Board vice president Kellie Noe supported the poll, with the caveat that the board could not predict what the data would show and she didn’t want to give people false hope. “Our partner districts have been having declining enrollment starting in the early 2000s. This isn’t something that’s going to turn around overnight,” she said.
Noe said she wanted to follow up with parent groups interested in helping fund the poll. Landry said she also supports the poll for more data, but pointed out that the board also represented people in the El Molino and Analy boundary lines who were not families, already paying a lot of taxes.
“Some families, because of the pandemic … are hard hit financially, and I have a big concern (about) that because when taxes go up, people’s income isn’t necessarily going up with that,” she said.
Walker agreed the demographics were changing and enrollment had been declining for almost twenty years, to the point both the Harmony Union School District and the Sebastopol Union School District closed a school.
He praised Isom for his work but said he would not support the poll because the tax reminded him of the financial burden locals still carry from the failed Palm Drive Hospital.
“We’re putting a band-aid on a bleeding wound and guess what?
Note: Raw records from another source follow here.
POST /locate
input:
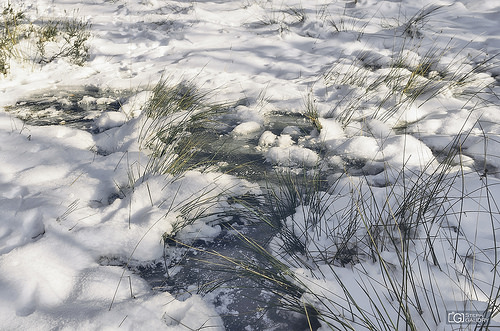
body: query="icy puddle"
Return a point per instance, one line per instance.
(74, 107)
(240, 301)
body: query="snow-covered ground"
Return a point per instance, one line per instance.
(383, 86)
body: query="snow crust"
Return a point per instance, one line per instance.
(69, 197)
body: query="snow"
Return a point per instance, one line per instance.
(72, 197)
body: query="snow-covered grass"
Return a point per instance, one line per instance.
(380, 119)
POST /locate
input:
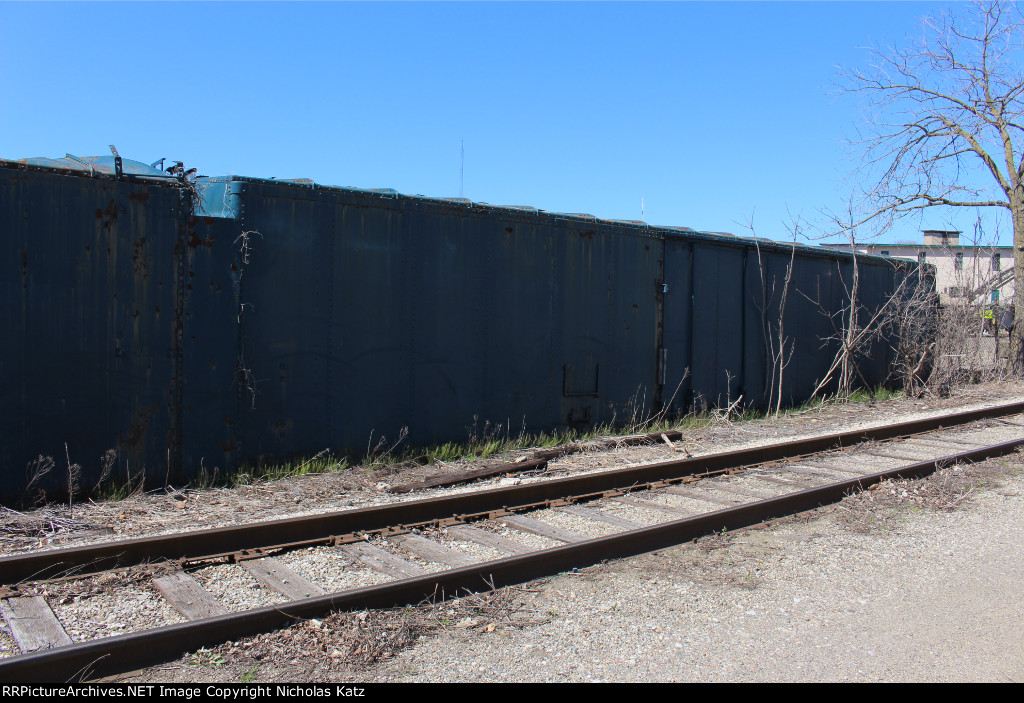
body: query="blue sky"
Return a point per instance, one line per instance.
(707, 113)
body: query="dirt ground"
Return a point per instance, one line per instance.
(912, 581)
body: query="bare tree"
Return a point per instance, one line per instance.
(946, 117)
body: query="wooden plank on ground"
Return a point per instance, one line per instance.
(278, 576)
(788, 483)
(187, 597)
(832, 467)
(652, 506)
(697, 495)
(462, 477)
(896, 456)
(521, 522)
(432, 552)
(943, 444)
(385, 562)
(33, 623)
(495, 541)
(760, 495)
(601, 516)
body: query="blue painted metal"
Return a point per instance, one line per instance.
(279, 316)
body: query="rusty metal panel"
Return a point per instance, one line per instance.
(282, 317)
(90, 354)
(366, 313)
(210, 263)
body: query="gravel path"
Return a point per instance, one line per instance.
(932, 596)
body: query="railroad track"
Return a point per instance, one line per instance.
(221, 584)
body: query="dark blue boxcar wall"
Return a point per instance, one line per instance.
(197, 327)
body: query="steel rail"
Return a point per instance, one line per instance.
(114, 655)
(254, 540)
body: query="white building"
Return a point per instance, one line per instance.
(975, 274)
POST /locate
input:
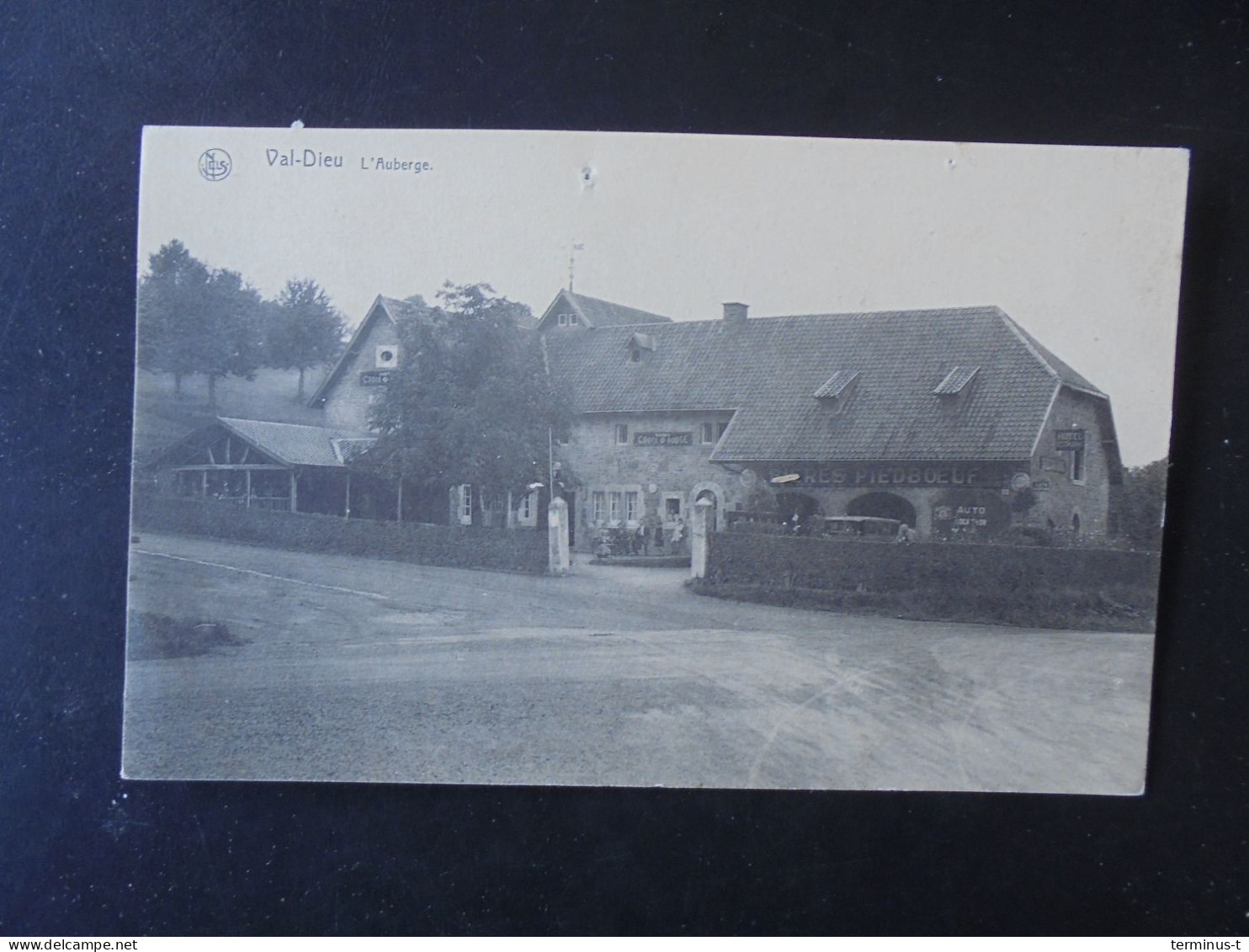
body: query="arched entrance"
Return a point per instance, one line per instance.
(712, 492)
(882, 505)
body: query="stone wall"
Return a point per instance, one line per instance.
(348, 402)
(666, 474)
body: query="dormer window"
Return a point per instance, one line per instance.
(957, 381)
(836, 391)
(640, 345)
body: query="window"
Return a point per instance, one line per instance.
(671, 508)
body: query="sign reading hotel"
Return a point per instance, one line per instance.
(1070, 439)
(911, 474)
(665, 439)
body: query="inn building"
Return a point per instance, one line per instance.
(954, 421)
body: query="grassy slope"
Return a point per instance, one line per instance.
(162, 417)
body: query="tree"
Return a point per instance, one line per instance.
(1143, 498)
(305, 329)
(172, 299)
(198, 322)
(230, 337)
(472, 402)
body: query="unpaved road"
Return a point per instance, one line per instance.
(364, 670)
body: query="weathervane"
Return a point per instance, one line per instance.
(572, 261)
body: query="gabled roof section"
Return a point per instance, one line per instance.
(956, 380)
(389, 309)
(836, 385)
(769, 368)
(299, 445)
(595, 312)
(1062, 371)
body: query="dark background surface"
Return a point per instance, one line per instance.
(82, 853)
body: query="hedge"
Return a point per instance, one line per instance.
(1017, 585)
(461, 547)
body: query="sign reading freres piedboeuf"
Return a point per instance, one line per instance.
(1070, 439)
(663, 439)
(890, 474)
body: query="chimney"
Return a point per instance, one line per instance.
(736, 314)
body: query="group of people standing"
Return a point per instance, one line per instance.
(644, 540)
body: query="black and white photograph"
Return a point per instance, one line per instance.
(636, 460)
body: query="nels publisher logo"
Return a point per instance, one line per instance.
(215, 164)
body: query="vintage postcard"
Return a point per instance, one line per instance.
(648, 460)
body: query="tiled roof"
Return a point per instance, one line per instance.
(768, 368)
(297, 445)
(399, 310)
(956, 380)
(836, 384)
(606, 314)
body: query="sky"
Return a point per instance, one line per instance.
(1081, 245)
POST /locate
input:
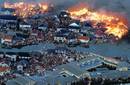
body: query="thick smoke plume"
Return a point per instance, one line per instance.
(120, 6)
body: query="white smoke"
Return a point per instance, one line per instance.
(119, 6)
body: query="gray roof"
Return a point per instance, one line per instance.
(111, 74)
(21, 81)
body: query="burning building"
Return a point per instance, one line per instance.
(113, 24)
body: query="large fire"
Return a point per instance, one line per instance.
(113, 24)
(27, 9)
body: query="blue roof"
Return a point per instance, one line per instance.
(8, 17)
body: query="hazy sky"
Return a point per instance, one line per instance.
(120, 6)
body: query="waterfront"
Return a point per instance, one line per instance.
(107, 49)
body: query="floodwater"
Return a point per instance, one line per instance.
(112, 50)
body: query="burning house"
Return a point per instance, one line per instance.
(113, 24)
(24, 26)
(7, 11)
(74, 27)
(8, 21)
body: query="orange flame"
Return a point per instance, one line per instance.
(27, 9)
(113, 24)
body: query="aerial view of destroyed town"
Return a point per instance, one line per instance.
(64, 42)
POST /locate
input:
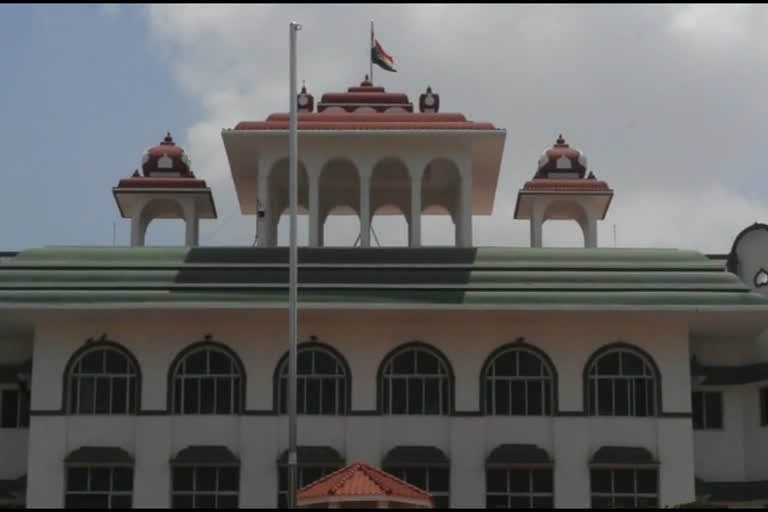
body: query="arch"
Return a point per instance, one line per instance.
(101, 344)
(522, 345)
(313, 346)
(622, 347)
(238, 402)
(446, 407)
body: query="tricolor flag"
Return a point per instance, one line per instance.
(381, 58)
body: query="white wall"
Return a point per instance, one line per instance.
(364, 339)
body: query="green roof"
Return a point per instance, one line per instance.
(397, 277)
(205, 455)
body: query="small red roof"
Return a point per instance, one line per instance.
(363, 481)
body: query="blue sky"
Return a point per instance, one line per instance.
(667, 102)
(82, 95)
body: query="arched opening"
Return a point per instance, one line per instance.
(164, 224)
(339, 191)
(340, 227)
(390, 203)
(389, 229)
(279, 191)
(440, 196)
(437, 227)
(569, 232)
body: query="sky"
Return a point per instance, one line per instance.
(667, 102)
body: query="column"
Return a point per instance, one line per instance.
(263, 223)
(314, 208)
(138, 226)
(466, 207)
(191, 223)
(414, 225)
(365, 210)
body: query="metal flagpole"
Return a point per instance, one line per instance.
(370, 52)
(293, 142)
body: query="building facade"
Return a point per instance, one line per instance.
(489, 377)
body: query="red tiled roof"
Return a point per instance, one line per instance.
(361, 480)
(141, 182)
(565, 185)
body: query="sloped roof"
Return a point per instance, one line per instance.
(504, 278)
(362, 481)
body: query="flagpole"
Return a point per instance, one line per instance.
(293, 143)
(370, 52)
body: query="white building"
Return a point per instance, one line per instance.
(512, 377)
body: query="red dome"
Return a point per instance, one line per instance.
(164, 159)
(562, 158)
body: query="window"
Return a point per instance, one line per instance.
(415, 381)
(306, 474)
(321, 383)
(518, 382)
(14, 408)
(621, 383)
(433, 479)
(513, 488)
(207, 381)
(205, 487)
(707, 409)
(99, 487)
(102, 381)
(624, 488)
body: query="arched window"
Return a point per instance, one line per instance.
(102, 380)
(621, 382)
(518, 381)
(322, 382)
(416, 380)
(208, 379)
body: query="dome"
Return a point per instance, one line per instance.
(166, 159)
(561, 158)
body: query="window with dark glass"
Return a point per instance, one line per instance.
(99, 487)
(205, 487)
(433, 479)
(321, 385)
(415, 381)
(102, 381)
(624, 487)
(207, 381)
(14, 408)
(518, 382)
(621, 383)
(707, 409)
(519, 487)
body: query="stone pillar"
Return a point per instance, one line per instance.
(365, 209)
(537, 220)
(314, 207)
(465, 209)
(192, 223)
(414, 224)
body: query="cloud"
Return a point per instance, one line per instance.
(666, 101)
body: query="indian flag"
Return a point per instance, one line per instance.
(382, 58)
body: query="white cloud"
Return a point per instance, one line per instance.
(666, 101)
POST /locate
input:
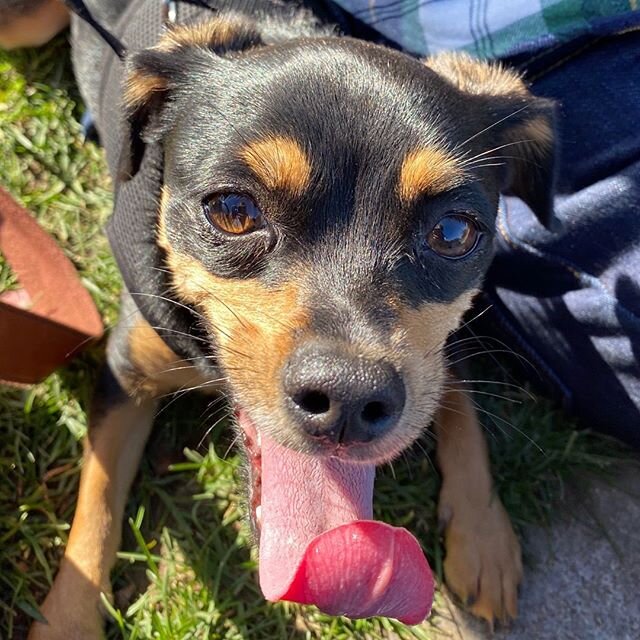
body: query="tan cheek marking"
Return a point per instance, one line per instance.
(428, 171)
(280, 163)
(254, 326)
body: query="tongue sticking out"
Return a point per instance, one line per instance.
(319, 545)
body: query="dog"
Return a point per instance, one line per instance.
(316, 214)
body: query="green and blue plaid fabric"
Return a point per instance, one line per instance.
(491, 28)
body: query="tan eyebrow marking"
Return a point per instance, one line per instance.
(280, 162)
(219, 32)
(429, 170)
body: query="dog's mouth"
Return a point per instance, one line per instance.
(318, 542)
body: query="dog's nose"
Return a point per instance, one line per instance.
(342, 398)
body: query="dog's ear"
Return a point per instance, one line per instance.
(520, 126)
(151, 75)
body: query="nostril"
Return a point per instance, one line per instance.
(374, 413)
(314, 402)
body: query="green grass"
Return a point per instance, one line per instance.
(187, 569)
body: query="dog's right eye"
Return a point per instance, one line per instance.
(233, 213)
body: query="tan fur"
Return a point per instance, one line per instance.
(112, 453)
(216, 33)
(280, 163)
(483, 563)
(428, 171)
(477, 76)
(254, 326)
(157, 369)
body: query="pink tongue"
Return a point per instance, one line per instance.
(318, 544)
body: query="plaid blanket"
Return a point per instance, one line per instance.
(491, 28)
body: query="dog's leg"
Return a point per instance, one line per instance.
(140, 368)
(483, 561)
(115, 441)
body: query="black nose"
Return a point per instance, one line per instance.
(340, 397)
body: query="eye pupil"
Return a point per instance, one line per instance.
(454, 236)
(233, 213)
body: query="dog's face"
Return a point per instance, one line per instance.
(329, 208)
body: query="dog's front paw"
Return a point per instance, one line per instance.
(72, 611)
(483, 564)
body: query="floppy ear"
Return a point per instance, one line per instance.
(151, 74)
(522, 124)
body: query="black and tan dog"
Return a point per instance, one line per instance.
(324, 213)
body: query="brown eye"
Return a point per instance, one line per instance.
(455, 236)
(233, 213)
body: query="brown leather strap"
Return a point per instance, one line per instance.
(47, 323)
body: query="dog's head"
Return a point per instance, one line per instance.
(329, 208)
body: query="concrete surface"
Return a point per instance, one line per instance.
(582, 577)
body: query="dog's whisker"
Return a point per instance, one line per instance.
(466, 161)
(491, 126)
(210, 429)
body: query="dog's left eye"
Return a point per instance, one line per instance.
(455, 236)
(233, 213)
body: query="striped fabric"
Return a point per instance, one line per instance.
(491, 28)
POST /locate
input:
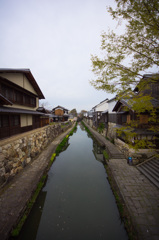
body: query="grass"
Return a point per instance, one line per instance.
(17, 229)
(106, 156)
(15, 232)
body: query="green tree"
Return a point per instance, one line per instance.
(128, 56)
(74, 112)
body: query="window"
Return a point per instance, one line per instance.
(17, 96)
(15, 120)
(4, 121)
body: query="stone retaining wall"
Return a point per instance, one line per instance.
(16, 152)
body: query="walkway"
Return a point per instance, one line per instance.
(140, 196)
(14, 198)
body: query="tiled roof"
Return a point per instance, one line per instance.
(29, 76)
(18, 110)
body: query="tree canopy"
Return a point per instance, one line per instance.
(128, 56)
(74, 112)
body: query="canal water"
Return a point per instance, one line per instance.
(76, 202)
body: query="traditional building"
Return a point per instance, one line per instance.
(61, 114)
(126, 113)
(19, 99)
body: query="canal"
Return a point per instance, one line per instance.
(76, 202)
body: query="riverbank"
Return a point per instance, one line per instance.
(16, 195)
(140, 197)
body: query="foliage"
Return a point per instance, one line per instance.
(127, 57)
(105, 155)
(73, 112)
(17, 229)
(101, 127)
(87, 129)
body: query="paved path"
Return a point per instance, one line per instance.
(16, 195)
(140, 196)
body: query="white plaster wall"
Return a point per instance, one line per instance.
(102, 107)
(111, 106)
(19, 79)
(26, 120)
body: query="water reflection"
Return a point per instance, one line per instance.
(77, 201)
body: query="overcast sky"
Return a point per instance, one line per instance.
(55, 40)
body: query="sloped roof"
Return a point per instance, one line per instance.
(19, 111)
(29, 76)
(60, 107)
(5, 100)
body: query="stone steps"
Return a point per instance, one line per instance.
(150, 169)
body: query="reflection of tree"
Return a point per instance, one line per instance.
(65, 146)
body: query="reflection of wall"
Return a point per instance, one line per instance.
(34, 218)
(98, 151)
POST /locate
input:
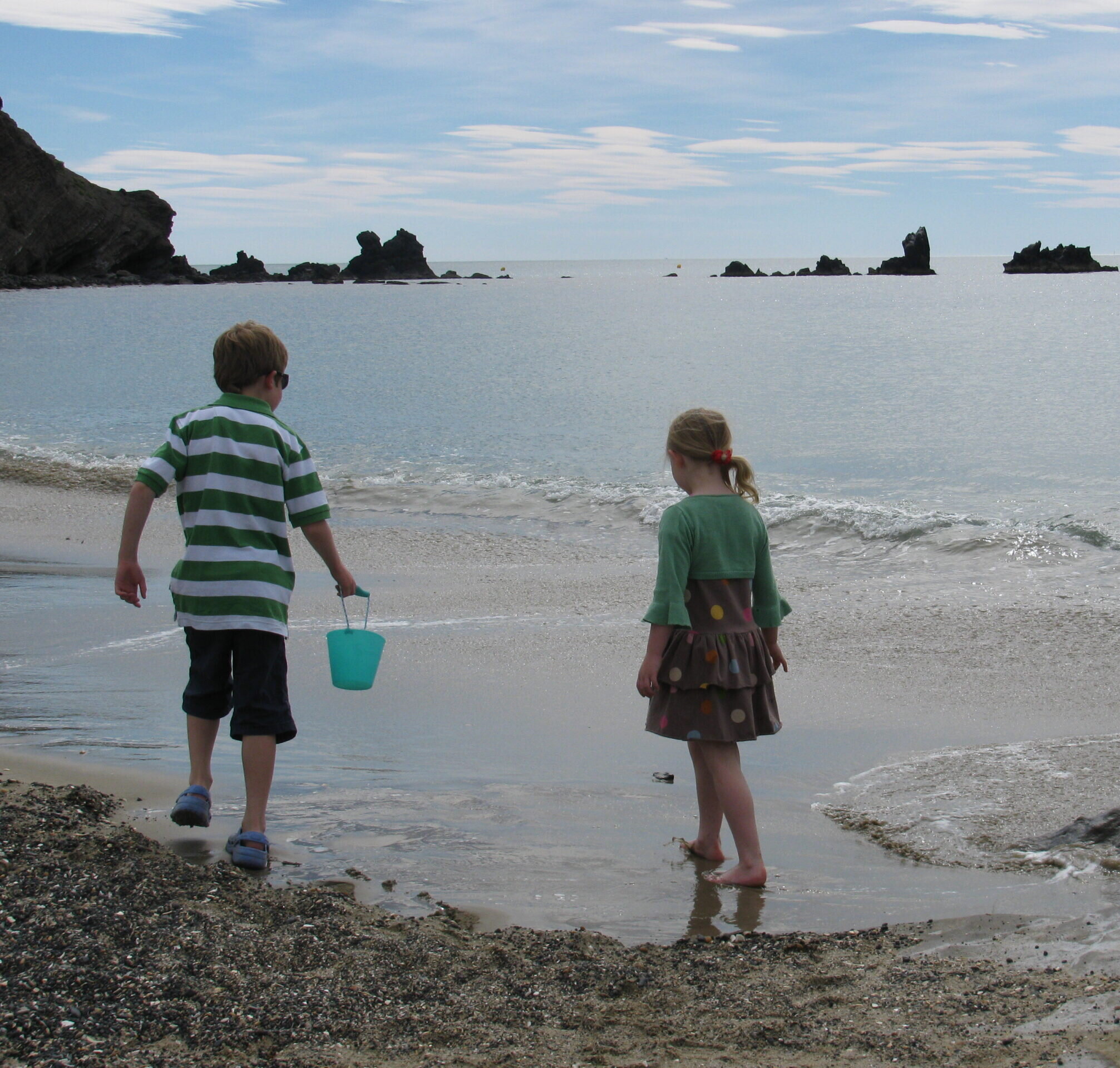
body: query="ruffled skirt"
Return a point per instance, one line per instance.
(715, 682)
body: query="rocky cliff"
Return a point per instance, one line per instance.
(914, 260)
(399, 258)
(1059, 260)
(58, 229)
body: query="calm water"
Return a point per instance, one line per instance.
(874, 408)
(944, 432)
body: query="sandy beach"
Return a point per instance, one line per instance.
(117, 952)
(158, 953)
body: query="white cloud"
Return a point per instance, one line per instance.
(151, 17)
(528, 169)
(717, 29)
(849, 192)
(156, 161)
(1018, 11)
(80, 115)
(956, 29)
(788, 149)
(1092, 140)
(1083, 27)
(595, 197)
(705, 44)
(839, 159)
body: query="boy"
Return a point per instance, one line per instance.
(238, 467)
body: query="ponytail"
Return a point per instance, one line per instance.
(704, 434)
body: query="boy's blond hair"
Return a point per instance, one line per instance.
(244, 353)
(699, 432)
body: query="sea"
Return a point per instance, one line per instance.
(951, 438)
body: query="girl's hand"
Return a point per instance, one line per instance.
(648, 676)
(778, 656)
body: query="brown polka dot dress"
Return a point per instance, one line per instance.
(716, 590)
(715, 682)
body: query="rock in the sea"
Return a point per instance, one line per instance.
(56, 228)
(1059, 260)
(314, 273)
(830, 268)
(914, 260)
(1104, 828)
(399, 258)
(244, 269)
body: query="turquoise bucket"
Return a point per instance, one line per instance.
(354, 654)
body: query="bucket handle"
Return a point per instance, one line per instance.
(358, 592)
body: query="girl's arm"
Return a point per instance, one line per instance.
(654, 649)
(769, 636)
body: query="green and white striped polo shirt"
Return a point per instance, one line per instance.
(238, 469)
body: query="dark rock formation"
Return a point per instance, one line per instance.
(1101, 829)
(245, 269)
(1059, 260)
(314, 273)
(399, 258)
(830, 268)
(914, 260)
(58, 229)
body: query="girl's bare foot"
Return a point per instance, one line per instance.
(739, 876)
(704, 850)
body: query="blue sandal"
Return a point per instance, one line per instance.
(248, 856)
(192, 808)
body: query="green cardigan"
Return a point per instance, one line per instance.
(714, 537)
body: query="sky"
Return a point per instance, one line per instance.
(585, 129)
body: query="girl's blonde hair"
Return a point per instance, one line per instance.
(698, 433)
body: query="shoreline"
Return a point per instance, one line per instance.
(118, 952)
(869, 689)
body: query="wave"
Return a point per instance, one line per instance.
(65, 469)
(799, 521)
(1007, 808)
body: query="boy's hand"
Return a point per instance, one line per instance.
(648, 676)
(129, 579)
(344, 582)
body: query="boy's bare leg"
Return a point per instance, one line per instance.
(258, 760)
(706, 843)
(201, 737)
(723, 762)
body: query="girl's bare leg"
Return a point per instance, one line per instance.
(706, 843)
(734, 796)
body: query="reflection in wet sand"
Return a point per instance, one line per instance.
(708, 905)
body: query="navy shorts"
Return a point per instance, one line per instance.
(244, 672)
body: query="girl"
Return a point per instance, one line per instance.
(714, 633)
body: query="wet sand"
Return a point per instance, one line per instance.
(877, 675)
(117, 952)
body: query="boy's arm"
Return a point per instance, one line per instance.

Palm Drive has closed, the property has been sold to somebody else, and what was a parcel tax became a long-term bond, and then people are still paying for it and they don’t have use of that facility,” Walker said.
Trustee Angie Lewis, a parent of an El Molino graduate with two kids currently enrolled there, said she felt for young families in the trenches and coming up for air to suddenly now find out about consolidation.
“But if consolidation is imminent, and we want to keep our awesome teachers — because most schools have amazing educators — there’s only so long that they’ll ride with (pink-slipping),” she said, “before they’re going to find a more stable job.”
Lewis asked, “And as a board, is it responsible for us to gamble on all these short-term fixes when we have a solution that could rebuild this community and bring everybody together?”
Noe said during the discussion that the board would miss an opportunity to use the poll as an outreach and education tool to get comprehensive data in a representative, valid way.
“My sense is whether we vote to do this poll tonight or not, the community is still going to do a poll,” she said. Noe said she wanted the board to consider how it wanted to engage when emotions run high in the community.
Seeking feedback in an official process in which the board could handle the questions and data management swayed Fernandes to support the poll, despite her previously stated doubts.
The board approved the vote to contract Isom for a poll of voters on the parcel tax and other questions with Lewis and Walker in dissent. Beal said she would work with Isom to start the poll as soon as possible to prepare for the Nov. 18 meeting.